For LGBT People, the Bible Is a Weapon of Mass Destruction

The feel-good verses can’t cancel this reality
Anyone who has summoned the courage and energy to fight racism, misogyny, and anti-Semitism knows how much damage has been done by Bible texts; hatreds and unspeakable cruelties have been fueled and justified by literal interpretations of scripture.

Anger, aggression, and territoriality have been imbedded by evolution in the human brain. We have to work hard to subdue these traits, and far too much of the time we fail—as the history of warfare makes so clear. What a shame that ‘sacred’ scriptures have so often endorsed fear of the other, the alien, the unknown. If you really do believe that God had a hand in writing the Bible, what a disappointment; as I’ve noted before, his job performance was well below par on his inspire-the-Bible days.

Many Christians, I am glad to say, use their brains, powers of perception and gifts of decency to put the Bible in its place. They can look at a text and declare, “No, that can’t be right,” or “We can be better than that.”

In this article I want to address the suffering inflicted on LGBT people because of the so-called ‘clobber texts’—those Bible verses that make it ‘perfectly clear’ that God considers homosexuality one of the gravest of sins. Moderate and liberal Christians utter an impatient, “Oh, please,” and look to the bigger picture of compassion they feel the Bible provides.

Full disclosure: I am gay, and have been with my husband for forty years. We were legally married not too long after we’d been together for thirty years.

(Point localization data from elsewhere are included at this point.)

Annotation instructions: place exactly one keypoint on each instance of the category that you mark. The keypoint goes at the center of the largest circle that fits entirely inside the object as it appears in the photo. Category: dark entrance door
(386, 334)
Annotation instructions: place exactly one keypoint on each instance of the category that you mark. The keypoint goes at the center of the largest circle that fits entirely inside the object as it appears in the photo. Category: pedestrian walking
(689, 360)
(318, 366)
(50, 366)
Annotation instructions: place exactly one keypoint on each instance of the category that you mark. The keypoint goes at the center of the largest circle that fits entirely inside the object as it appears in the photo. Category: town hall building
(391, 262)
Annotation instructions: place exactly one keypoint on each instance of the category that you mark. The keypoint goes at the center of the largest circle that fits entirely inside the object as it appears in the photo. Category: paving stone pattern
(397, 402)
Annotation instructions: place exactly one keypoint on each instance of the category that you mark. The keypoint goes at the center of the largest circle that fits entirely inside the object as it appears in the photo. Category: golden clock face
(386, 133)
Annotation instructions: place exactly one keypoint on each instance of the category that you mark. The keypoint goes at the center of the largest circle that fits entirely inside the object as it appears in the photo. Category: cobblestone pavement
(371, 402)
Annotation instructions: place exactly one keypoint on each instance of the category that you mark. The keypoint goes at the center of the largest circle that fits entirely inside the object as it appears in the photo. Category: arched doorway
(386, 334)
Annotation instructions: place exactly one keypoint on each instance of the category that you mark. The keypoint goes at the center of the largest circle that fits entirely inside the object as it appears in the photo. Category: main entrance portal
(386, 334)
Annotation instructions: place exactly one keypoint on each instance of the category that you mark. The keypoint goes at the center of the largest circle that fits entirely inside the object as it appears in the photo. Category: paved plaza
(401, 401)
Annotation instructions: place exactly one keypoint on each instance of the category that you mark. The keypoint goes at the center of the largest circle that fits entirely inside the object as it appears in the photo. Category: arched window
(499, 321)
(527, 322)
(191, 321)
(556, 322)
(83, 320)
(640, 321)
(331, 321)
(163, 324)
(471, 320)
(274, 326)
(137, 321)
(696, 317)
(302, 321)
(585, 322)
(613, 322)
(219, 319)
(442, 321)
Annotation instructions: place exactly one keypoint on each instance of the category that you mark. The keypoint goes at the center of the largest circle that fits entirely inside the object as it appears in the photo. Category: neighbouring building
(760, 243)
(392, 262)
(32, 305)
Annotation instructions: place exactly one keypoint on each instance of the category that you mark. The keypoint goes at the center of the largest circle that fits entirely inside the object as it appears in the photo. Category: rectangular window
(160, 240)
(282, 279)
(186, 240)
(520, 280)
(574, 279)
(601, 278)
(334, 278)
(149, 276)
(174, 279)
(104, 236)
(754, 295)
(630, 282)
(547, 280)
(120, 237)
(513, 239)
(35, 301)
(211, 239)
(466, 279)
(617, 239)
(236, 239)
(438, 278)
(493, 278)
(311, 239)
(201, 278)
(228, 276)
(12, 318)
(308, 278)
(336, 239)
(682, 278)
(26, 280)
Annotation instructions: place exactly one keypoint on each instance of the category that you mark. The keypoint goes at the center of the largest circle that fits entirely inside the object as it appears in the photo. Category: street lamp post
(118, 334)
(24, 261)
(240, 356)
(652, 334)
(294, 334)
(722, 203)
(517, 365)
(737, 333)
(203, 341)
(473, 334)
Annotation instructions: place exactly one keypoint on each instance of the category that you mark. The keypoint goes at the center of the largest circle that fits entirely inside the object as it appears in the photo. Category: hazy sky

But the most aggressive, high profile Christians—by which I mean evangelicals and conservative Catholics especially—continue to press the importance, the centrality, of the clobber texts. At the very least, these texts lurk behind their policies and pronouncements.

Here are the primary clobber texts:

• Leviticus 18:22: “You shall not lie with a male as with a woman; it is an abomination.”
• Leviticus 20:13: “If a man lies with a male as with a woman, both of them have committed an abomination; they shall be put to death; their blood is upon them.”
• Romans 1:26-27: “For this reason God gave them up to degrading passions. Their women exchanged natural intercourse for unnatural, and in the same way also the men, giving up natural intercourse with women, were consumed with passion for one another. Men committed shameless acts with men and received in their own persons the due penalty for their error.”

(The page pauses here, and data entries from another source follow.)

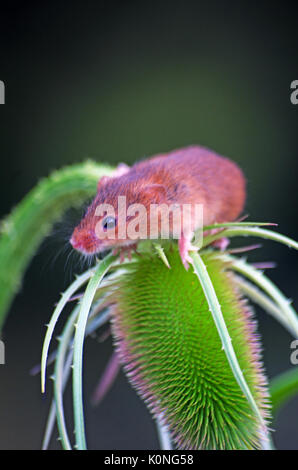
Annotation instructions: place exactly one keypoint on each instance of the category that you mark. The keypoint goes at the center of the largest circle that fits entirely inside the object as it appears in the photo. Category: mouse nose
(84, 240)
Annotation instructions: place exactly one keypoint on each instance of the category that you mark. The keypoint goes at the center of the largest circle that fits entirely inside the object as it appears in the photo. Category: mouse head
(118, 216)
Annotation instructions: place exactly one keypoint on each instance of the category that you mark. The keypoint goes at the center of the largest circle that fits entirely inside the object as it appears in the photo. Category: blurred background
(117, 81)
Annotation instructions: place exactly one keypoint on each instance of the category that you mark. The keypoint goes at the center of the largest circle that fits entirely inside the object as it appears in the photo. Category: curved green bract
(172, 353)
(24, 229)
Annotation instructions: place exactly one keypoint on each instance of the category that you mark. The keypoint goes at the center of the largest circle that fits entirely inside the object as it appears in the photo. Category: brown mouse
(182, 178)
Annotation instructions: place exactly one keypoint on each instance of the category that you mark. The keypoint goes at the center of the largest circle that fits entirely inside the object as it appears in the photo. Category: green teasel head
(171, 351)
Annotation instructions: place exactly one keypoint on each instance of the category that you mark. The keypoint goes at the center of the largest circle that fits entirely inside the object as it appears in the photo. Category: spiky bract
(172, 353)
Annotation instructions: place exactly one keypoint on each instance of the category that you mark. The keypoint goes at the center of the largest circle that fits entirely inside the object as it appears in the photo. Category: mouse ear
(156, 192)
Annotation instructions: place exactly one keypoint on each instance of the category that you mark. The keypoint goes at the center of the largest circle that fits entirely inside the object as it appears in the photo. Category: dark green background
(116, 81)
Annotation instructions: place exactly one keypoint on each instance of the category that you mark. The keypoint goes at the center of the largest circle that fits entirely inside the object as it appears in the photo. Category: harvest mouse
(188, 176)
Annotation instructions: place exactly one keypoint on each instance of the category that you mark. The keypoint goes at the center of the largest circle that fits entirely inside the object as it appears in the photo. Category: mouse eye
(108, 222)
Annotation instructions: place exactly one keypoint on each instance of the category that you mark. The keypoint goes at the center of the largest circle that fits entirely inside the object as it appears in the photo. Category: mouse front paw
(125, 252)
(185, 247)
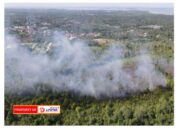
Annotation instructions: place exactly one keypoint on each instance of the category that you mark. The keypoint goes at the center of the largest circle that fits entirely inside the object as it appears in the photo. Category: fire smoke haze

But the problem goes much deeper than the ‘clobber texts,’ doesn’t it? After all, why in the world do many Christians embrace these texts so avidly? Where does that come from? It really isn’t a Christian problem at all; traditional African, Muslim, and Asian cultures have also been virulently negative about same-sex attraction. This, I’m sure, stems from the ‘fear of the other, the alien, the unknown.’ And with respect to homosexuality, the revulsion is intense, in full defiance of rational thought.

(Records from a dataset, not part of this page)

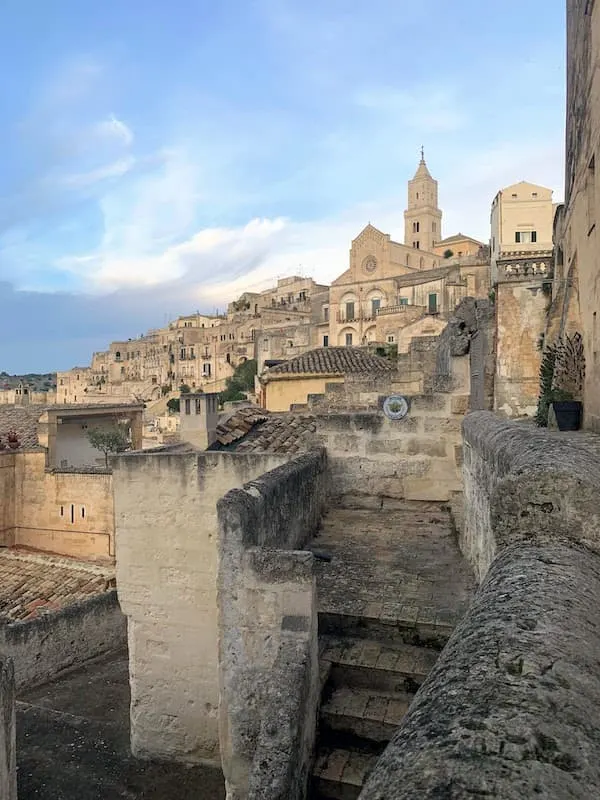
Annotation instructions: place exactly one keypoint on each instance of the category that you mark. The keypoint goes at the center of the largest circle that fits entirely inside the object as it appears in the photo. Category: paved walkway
(396, 566)
(73, 744)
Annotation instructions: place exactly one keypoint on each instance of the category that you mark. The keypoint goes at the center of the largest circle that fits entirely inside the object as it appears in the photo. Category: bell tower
(422, 218)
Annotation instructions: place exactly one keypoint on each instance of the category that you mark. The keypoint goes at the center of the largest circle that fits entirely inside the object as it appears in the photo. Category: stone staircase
(369, 675)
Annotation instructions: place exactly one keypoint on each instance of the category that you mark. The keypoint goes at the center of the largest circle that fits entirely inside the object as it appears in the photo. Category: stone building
(522, 263)
(293, 381)
(56, 490)
(577, 286)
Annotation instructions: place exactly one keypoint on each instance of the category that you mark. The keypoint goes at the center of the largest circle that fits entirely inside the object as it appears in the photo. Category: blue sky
(161, 157)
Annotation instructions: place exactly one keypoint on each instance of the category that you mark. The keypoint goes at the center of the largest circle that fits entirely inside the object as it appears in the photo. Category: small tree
(109, 440)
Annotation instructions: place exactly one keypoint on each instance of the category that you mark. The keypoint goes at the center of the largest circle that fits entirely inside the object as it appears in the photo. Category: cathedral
(400, 282)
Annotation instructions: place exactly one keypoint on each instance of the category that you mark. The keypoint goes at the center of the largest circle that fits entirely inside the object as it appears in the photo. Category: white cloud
(426, 108)
(115, 169)
(114, 129)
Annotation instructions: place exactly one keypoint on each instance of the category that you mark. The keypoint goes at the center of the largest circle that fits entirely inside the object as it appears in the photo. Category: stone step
(340, 774)
(362, 715)
(432, 632)
(362, 663)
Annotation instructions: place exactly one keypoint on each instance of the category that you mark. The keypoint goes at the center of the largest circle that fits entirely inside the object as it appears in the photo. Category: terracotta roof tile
(23, 420)
(31, 584)
(332, 361)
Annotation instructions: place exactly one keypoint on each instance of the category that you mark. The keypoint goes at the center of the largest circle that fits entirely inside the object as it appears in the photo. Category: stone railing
(400, 309)
(268, 651)
(525, 266)
(512, 705)
(8, 761)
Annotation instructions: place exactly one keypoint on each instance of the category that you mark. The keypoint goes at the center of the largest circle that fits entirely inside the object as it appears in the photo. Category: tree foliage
(109, 440)
(240, 383)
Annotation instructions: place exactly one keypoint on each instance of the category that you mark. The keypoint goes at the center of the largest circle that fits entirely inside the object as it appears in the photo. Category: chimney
(198, 415)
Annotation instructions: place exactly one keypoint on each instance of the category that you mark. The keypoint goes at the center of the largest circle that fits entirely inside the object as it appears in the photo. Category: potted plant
(567, 383)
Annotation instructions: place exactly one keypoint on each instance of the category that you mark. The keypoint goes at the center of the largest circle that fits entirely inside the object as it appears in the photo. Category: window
(525, 237)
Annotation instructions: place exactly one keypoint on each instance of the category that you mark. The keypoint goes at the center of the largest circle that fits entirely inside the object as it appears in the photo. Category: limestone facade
(578, 242)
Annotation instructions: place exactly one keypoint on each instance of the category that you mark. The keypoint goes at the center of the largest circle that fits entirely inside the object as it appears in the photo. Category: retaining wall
(43, 646)
(511, 708)
(167, 544)
(8, 761)
(268, 651)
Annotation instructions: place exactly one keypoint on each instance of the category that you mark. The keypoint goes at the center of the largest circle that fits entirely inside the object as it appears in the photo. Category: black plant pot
(568, 414)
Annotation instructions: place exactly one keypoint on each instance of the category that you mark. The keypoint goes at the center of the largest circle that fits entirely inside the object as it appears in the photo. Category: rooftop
(253, 430)
(332, 361)
(24, 421)
(31, 584)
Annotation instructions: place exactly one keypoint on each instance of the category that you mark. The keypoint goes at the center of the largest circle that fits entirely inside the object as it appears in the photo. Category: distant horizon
(164, 157)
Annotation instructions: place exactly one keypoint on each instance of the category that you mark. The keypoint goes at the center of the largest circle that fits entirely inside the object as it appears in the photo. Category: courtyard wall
(167, 550)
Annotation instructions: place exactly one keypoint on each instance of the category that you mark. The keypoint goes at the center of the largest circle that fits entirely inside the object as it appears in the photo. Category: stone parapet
(526, 483)
(8, 760)
(510, 710)
(268, 651)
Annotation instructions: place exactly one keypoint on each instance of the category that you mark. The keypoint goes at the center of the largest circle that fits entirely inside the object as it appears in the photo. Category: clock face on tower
(370, 264)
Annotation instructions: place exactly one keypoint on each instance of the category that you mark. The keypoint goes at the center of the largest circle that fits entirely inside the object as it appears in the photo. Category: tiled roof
(332, 361)
(281, 433)
(23, 420)
(254, 430)
(239, 424)
(31, 584)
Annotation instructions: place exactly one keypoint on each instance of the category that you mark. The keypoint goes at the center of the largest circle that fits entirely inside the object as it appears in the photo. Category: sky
(158, 158)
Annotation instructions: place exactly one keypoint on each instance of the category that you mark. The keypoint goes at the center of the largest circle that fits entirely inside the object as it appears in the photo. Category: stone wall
(511, 707)
(166, 551)
(521, 321)
(7, 493)
(525, 482)
(43, 646)
(376, 462)
(268, 652)
(64, 512)
(8, 761)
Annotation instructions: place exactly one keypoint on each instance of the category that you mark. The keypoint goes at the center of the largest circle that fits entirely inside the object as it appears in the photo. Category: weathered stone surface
(526, 483)
(510, 709)
(8, 766)
(268, 647)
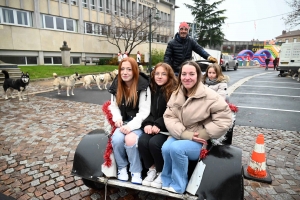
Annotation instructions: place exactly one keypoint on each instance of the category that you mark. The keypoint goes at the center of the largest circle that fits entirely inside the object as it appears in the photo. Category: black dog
(18, 84)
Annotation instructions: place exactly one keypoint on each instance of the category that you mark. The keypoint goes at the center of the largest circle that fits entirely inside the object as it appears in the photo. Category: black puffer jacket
(158, 107)
(180, 50)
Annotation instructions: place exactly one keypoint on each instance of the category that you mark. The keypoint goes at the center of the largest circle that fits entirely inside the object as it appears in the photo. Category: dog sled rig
(222, 177)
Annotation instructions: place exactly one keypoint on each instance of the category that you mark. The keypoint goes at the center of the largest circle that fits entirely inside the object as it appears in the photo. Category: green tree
(208, 22)
(293, 18)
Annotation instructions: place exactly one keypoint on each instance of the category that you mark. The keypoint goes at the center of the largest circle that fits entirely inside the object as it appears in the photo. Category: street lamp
(157, 17)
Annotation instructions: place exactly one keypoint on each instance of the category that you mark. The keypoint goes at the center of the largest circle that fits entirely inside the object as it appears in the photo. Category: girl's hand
(155, 130)
(148, 129)
(125, 129)
(197, 139)
(119, 123)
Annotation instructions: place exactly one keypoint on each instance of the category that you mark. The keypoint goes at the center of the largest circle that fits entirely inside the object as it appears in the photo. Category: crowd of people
(163, 121)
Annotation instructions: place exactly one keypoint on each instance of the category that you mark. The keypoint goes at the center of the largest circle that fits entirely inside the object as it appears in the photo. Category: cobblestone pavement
(38, 138)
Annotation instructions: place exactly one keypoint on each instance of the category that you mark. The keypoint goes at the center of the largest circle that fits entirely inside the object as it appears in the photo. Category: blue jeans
(121, 151)
(176, 154)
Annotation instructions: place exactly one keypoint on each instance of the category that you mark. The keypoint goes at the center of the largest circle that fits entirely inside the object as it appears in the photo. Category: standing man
(120, 57)
(138, 58)
(180, 49)
(125, 54)
(267, 61)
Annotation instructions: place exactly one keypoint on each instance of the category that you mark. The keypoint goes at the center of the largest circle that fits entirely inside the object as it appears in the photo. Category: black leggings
(150, 150)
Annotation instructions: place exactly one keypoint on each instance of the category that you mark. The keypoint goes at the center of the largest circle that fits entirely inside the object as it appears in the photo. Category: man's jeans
(121, 150)
(176, 154)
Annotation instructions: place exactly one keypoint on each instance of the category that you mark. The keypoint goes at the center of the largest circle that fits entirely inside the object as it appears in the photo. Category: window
(84, 3)
(19, 60)
(75, 60)
(92, 4)
(15, 17)
(123, 10)
(100, 4)
(128, 9)
(107, 6)
(52, 60)
(116, 6)
(58, 23)
(96, 29)
(74, 2)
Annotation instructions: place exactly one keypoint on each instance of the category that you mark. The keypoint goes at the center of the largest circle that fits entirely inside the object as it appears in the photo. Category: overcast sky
(242, 11)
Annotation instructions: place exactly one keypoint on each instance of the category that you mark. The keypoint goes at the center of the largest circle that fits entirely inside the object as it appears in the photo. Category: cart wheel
(93, 184)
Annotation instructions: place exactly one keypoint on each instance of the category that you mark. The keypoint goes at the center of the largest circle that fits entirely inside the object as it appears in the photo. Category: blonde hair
(199, 77)
(171, 83)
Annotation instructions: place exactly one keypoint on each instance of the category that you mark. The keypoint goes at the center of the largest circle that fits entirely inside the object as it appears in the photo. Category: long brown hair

This truth was brought home to me again by Garrard Conley’s 2016 book, Boy Erased: A Memoir of Identity, Faith, and Family. Mr. Conley was a gay boy raised in Arkansas, smothered in a cult known as Missionary Baptist—which knew, of course, that it was the only right religion.

“I had heard my father preach against Pentecostal churches…[which] were such enemies: speaking in tongues, convulsing on the floor, crying out Je-sus and waving hands. To us Missionary Baptists, the only path to God was through a literal interpretation of the Bible, through baptism, through hard work, missionary work, dedication, and rededication.” (pp. 118-119)

Of course, the clobber texts were used to justify their deeply acculturated contempt for homosexuality. I recently came upon this description, written in 1960, of the emotion driving South African apartheid: the hatred of black people “was rooted in an irreconcilable physical revulsion…[that] was impervious to rational argument.”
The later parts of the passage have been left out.